In a motion to the U.S. District Court for the District of Columbia filed on Thursday, HHS described the court’s early December ruling that would require the agency to eliminate the backlog of pending reimbursement appeals by the end of 2020 a “clear error.”

The motion argues that the deadlines set in place by the ruling would require HHS to “pay pending claims without regard to their merit,” thus violating Secretary Sylvia M. Burwell’s obligation to preserve the Medicare Trust Funds. The schedule could feasibly be met with the help of “substantial new resources and authorities,” which HHS notes were not provided by Congress.

To move ahead of the schedule as planned would cause “ significant damage to the Medicare Trust Funds,” HHS said.

“Thus, the [Dec.] 5 order traps the Secretary between a statutory rock and a statutory hard place,” the motion reads. “Because the Secretary is caught between two statutory mandates that are incompatible … the Court should have left resolution of the conflict to the Secretary’s discretion and allowed the Secretary to continue to address the backlog through the administrative measures she deems appropriate.”

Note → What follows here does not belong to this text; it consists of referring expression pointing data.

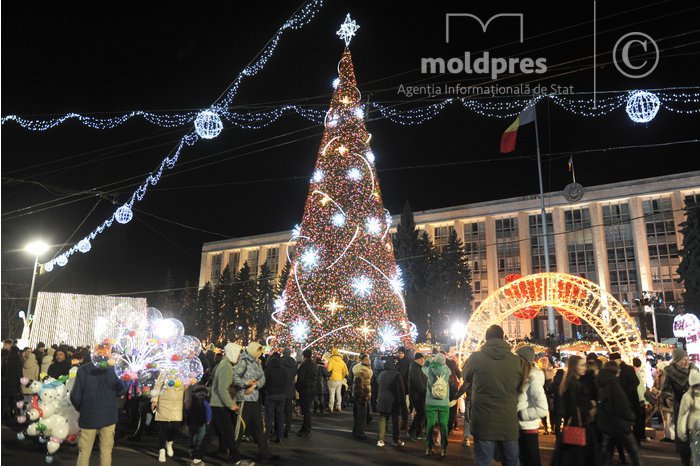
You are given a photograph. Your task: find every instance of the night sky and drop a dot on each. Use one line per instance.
(104, 58)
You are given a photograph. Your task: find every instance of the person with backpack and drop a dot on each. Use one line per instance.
(495, 374)
(688, 426)
(306, 385)
(223, 405)
(198, 415)
(615, 415)
(437, 401)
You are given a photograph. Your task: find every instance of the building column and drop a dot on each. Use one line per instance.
(524, 245)
(678, 204)
(641, 245)
(599, 246)
(491, 256)
(560, 245)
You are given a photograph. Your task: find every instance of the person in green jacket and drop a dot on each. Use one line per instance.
(437, 401)
(494, 373)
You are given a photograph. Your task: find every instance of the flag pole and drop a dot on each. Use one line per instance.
(550, 309)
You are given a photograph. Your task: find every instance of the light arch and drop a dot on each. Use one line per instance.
(568, 293)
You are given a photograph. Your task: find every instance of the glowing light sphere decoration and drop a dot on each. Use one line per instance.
(124, 214)
(208, 124)
(144, 346)
(642, 106)
(84, 245)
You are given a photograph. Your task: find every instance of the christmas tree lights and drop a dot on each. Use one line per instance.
(344, 288)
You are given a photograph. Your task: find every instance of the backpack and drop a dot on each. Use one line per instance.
(440, 389)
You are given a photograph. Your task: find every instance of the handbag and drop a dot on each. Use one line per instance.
(574, 435)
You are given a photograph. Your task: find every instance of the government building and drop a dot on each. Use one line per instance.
(623, 236)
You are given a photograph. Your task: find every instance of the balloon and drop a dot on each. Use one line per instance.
(52, 447)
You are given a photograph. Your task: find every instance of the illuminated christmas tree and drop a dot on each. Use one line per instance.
(344, 287)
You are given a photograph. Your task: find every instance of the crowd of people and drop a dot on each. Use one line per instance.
(593, 404)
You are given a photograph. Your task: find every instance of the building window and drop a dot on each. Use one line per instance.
(233, 259)
(579, 243)
(507, 248)
(273, 259)
(215, 268)
(537, 244)
(253, 256)
(622, 264)
(663, 249)
(475, 247)
(441, 237)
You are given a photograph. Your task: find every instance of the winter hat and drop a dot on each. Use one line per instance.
(233, 352)
(527, 353)
(678, 354)
(694, 377)
(253, 348)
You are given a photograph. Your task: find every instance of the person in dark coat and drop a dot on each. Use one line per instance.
(675, 385)
(11, 373)
(290, 365)
(307, 376)
(577, 408)
(275, 387)
(417, 381)
(94, 396)
(614, 415)
(61, 364)
(391, 402)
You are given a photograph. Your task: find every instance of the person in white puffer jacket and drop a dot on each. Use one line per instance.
(532, 407)
(688, 425)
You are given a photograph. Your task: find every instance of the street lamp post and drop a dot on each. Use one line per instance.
(36, 248)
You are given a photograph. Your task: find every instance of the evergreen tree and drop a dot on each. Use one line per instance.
(689, 267)
(265, 295)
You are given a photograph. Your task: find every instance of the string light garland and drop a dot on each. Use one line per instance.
(357, 304)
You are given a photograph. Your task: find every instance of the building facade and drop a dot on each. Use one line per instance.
(623, 236)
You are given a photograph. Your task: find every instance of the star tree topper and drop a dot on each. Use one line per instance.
(347, 30)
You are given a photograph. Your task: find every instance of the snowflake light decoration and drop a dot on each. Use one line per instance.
(347, 30)
(362, 285)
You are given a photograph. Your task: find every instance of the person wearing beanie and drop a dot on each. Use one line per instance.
(337, 371)
(290, 366)
(306, 385)
(223, 404)
(676, 383)
(688, 427)
(437, 401)
(249, 378)
(494, 373)
(532, 406)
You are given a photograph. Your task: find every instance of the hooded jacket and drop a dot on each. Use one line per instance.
(434, 369)
(337, 369)
(361, 383)
(30, 370)
(614, 414)
(532, 401)
(246, 369)
(222, 378)
(495, 373)
(392, 393)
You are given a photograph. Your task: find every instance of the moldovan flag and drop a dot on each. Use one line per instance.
(508, 138)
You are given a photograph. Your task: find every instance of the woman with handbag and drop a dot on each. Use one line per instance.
(577, 443)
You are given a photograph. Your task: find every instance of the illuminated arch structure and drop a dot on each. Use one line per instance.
(574, 297)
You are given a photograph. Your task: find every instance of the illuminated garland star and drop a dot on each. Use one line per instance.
(347, 30)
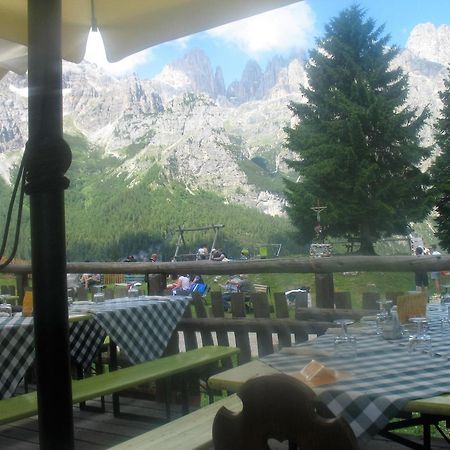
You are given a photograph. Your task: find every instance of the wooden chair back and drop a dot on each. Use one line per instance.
(411, 305)
(279, 407)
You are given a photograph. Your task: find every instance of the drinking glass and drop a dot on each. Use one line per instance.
(420, 339)
(5, 310)
(344, 343)
(98, 296)
(445, 314)
(133, 292)
(384, 307)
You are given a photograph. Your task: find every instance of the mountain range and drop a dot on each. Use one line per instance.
(186, 126)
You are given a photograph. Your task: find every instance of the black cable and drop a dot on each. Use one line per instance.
(20, 181)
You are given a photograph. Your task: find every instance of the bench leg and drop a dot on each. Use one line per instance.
(167, 397)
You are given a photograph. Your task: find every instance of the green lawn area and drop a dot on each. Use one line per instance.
(354, 282)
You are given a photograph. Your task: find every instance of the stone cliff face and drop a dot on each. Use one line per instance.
(194, 129)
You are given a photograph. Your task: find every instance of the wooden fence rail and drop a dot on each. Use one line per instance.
(278, 265)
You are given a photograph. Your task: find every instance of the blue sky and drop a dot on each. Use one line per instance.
(282, 31)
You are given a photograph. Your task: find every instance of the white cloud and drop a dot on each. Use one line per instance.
(95, 53)
(280, 30)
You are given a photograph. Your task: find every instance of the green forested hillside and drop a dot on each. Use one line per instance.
(108, 219)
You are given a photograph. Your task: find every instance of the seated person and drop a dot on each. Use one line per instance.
(237, 283)
(89, 279)
(198, 285)
(202, 252)
(181, 286)
(218, 255)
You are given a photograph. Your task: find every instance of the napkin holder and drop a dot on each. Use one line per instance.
(315, 374)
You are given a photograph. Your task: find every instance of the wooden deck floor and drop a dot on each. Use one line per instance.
(99, 431)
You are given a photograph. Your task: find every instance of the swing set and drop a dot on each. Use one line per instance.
(181, 243)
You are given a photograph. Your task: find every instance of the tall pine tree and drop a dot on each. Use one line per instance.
(357, 142)
(441, 168)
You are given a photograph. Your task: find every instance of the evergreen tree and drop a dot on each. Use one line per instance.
(441, 168)
(357, 142)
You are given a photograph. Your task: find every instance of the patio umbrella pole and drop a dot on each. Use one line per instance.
(47, 159)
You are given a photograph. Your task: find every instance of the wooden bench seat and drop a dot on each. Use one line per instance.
(192, 431)
(25, 405)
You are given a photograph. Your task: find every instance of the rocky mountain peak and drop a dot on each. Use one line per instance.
(429, 42)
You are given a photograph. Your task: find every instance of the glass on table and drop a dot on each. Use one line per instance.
(344, 343)
(99, 295)
(385, 306)
(445, 314)
(5, 310)
(133, 292)
(420, 340)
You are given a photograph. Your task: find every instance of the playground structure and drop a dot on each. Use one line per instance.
(262, 251)
(181, 243)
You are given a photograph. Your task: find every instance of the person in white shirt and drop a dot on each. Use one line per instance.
(182, 285)
(436, 276)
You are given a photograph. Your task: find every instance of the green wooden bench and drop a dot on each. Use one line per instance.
(25, 405)
(189, 432)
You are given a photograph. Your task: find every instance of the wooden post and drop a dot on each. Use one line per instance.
(343, 300)
(324, 290)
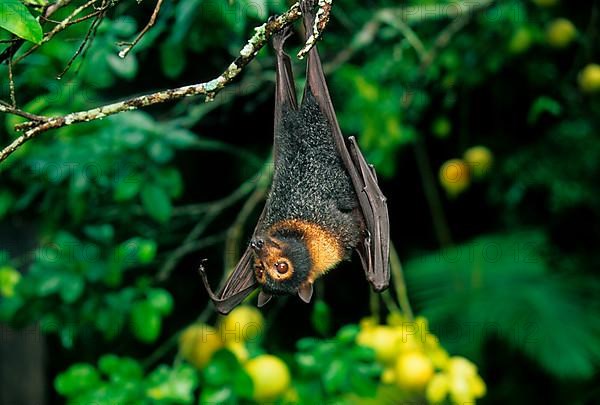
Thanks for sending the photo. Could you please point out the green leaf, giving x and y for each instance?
(321, 317)
(170, 179)
(161, 300)
(6, 202)
(145, 322)
(126, 188)
(172, 58)
(173, 386)
(77, 379)
(156, 202)
(335, 375)
(489, 281)
(217, 395)
(541, 105)
(120, 368)
(101, 233)
(17, 19)
(72, 286)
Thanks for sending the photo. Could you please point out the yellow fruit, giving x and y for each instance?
(465, 384)
(560, 33)
(439, 357)
(546, 3)
(520, 41)
(479, 159)
(198, 343)
(437, 389)
(385, 340)
(388, 376)
(239, 350)
(413, 370)
(454, 176)
(270, 377)
(243, 324)
(478, 387)
(368, 323)
(459, 390)
(589, 78)
(395, 319)
(459, 366)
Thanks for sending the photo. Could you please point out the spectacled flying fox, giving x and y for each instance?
(324, 201)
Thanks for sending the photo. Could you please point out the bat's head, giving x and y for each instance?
(282, 265)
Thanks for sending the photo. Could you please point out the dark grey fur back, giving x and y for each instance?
(310, 181)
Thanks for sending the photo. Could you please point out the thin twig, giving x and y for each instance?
(210, 88)
(58, 28)
(7, 108)
(16, 45)
(412, 38)
(321, 20)
(11, 84)
(150, 24)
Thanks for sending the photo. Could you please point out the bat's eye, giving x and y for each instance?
(260, 270)
(281, 267)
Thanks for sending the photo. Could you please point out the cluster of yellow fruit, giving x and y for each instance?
(455, 174)
(414, 361)
(270, 375)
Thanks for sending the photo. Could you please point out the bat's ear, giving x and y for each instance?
(263, 298)
(305, 292)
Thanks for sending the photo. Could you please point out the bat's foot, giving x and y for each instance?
(280, 37)
(308, 12)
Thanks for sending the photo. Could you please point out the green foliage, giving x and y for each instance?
(331, 368)
(17, 19)
(543, 314)
(111, 204)
(121, 379)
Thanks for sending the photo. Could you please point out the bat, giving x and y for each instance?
(324, 202)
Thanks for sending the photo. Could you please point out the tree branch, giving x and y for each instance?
(150, 24)
(210, 88)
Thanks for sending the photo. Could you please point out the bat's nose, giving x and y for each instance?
(257, 244)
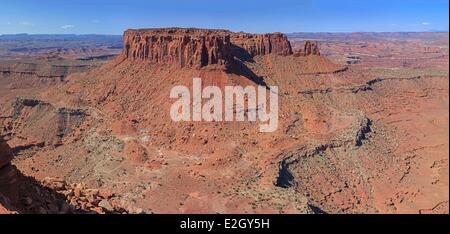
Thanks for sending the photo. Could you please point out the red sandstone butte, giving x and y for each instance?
(309, 48)
(197, 48)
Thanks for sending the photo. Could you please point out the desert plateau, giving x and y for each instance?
(86, 127)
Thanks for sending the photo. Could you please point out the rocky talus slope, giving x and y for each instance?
(348, 140)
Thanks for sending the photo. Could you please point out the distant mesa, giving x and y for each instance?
(309, 48)
(198, 48)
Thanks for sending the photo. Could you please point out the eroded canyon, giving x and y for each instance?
(363, 127)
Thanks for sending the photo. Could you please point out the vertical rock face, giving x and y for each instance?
(8, 176)
(183, 47)
(5, 154)
(309, 48)
(197, 48)
(262, 44)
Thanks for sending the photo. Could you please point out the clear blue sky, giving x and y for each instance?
(114, 16)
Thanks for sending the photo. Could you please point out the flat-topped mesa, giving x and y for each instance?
(183, 47)
(197, 48)
(309, 48)
(262, 44)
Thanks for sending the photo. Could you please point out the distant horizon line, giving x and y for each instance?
(337, 32)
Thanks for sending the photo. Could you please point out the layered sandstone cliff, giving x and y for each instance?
(309, 48)
(8, 178)
(197, 48)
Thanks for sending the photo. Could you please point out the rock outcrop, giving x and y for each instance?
(197, 48)
(262, 44)
(8, 176)
(309, 48)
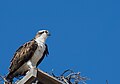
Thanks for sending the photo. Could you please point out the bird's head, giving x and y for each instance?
(42, 35)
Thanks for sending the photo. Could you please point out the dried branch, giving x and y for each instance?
(70, 77)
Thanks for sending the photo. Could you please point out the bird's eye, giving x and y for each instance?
(41, 32)
(46, 31)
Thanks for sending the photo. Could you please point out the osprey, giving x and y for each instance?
(28, 56)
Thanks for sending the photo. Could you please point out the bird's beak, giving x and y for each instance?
(49, 34)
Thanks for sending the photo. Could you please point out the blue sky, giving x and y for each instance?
(85, 35)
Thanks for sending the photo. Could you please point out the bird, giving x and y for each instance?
(28, 56)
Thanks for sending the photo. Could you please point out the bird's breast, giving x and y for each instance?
(38, 54)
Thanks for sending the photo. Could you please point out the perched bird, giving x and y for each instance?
(28, 56)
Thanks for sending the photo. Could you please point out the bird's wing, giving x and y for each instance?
(46, 52)
(22, 55)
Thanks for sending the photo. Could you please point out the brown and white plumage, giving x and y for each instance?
(28, 56)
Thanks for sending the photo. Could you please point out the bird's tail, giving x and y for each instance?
(8, 79)
(3, 79)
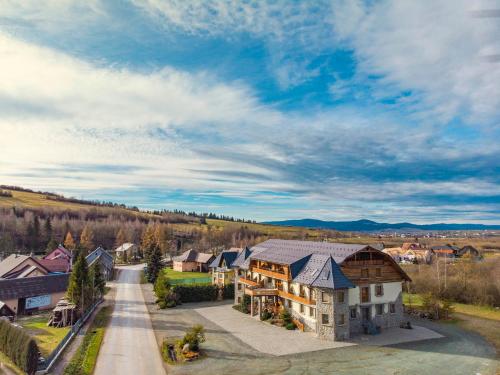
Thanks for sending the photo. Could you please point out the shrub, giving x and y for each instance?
(19, 347)
(195, 293)
(194, 337)
(265, 315)
(286, 317)
(228, 291)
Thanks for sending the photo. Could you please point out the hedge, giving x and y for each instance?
(190, 293)
(19, 347)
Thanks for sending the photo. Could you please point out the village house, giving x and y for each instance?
(18, 266)
(127, 250)
(332, 289)
(104, 259)
(192, 261)
(30, 294)
(222, 273)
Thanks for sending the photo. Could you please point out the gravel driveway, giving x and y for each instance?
(459, 352)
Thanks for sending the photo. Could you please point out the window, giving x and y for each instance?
(312, 312)
(353, 313)
(324, 319)
(341, 321)
(340, 297)
(324, 297)
(365, 294)
(365, 273)
(392, 308)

HHS had made similar arguments about the schedule prior to the court’s Dec. 5 decision. In that ruling, Judge James E. Boasberg responded that the timetable would not require HHS to pay claims regardless of merit. Rather, “it simply demands that the Secretary figure out how to undertake ‘proper claim substantiation’ within a reasonable timeframe.”

Thursday’s motion asks that the court respond by Jan. 31, 2017, ahead of the first deadline, which calls for HHS to reduce the backlog by 30% no later than Dec. 31 of that year.